Kinkie wrote:
On Thu, Sep 18, 2008 at 7:26 PM, Alex Rousskov
<[EMAIL PROTECTED]> wrote:
On Thu, 2008-09-18 at 14:10 +0200, Kinkie wrote:

The feature branch is at https://code.launchpad.net/~kinkie/squid/stringng
Here is another round of comments, based on the current SBuf.h in the
above repository. I have marked my comments with these prefixes:

*B1*: a blocking issue. I do not recommend proceeding much further until
this issue is resolved because the code may not be accepted or would
have to be changed significantly to address the issue.
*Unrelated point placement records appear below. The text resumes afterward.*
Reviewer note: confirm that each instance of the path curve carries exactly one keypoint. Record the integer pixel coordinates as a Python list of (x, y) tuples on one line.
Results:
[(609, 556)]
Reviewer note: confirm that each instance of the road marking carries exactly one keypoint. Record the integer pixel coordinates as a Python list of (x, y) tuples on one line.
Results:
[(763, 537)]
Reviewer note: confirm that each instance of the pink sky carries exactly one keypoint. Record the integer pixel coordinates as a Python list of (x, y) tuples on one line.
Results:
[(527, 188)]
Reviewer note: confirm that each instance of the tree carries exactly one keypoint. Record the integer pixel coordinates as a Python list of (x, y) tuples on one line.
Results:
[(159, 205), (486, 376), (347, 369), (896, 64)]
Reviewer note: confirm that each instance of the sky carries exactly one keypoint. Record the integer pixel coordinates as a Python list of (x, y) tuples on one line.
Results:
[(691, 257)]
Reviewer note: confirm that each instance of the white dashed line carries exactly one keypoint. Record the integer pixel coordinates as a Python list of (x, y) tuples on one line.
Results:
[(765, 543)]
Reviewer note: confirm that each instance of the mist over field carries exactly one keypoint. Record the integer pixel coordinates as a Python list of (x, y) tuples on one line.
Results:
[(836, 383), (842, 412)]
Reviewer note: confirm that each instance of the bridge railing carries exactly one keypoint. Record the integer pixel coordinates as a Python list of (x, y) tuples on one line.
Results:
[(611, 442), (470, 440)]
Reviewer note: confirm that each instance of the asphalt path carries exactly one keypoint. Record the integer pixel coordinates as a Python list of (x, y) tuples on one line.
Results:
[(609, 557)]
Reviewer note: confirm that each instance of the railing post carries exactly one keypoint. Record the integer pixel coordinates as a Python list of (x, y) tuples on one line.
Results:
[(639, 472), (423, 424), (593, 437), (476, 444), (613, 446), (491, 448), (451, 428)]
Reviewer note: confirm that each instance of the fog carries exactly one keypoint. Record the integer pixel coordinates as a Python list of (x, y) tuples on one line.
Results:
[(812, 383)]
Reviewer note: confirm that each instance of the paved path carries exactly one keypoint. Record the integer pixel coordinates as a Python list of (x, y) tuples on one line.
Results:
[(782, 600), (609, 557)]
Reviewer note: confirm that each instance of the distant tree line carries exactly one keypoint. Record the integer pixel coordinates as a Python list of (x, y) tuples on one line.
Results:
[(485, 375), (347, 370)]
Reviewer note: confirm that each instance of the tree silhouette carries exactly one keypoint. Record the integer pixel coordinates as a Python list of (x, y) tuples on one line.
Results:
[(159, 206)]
*B2*: I am not sure yet, but this may become a blocker for me. If you
are not certain, please consider save us some time by implementing the
requested changes. If you are certain that I am wrong, a discussion
would be nice and may save us from trouble later.

*B3*: Everything else.


*B1* I still think that string-manipulation interfaces should be moved
into a String class.

I could agree to that if I could see an equally efficient way to implement this.
I've called the class SBuf because I see it as being a bit of a String
and a bit of a Buf.
You may notice that there are NO functions which deal with encoding,
for instance. I don't plan to add them to this class.

I kind of fuzzily disagree, the point of this is to replace MemBuf + String with SBuf. Not implement both again independently duplicating stuff.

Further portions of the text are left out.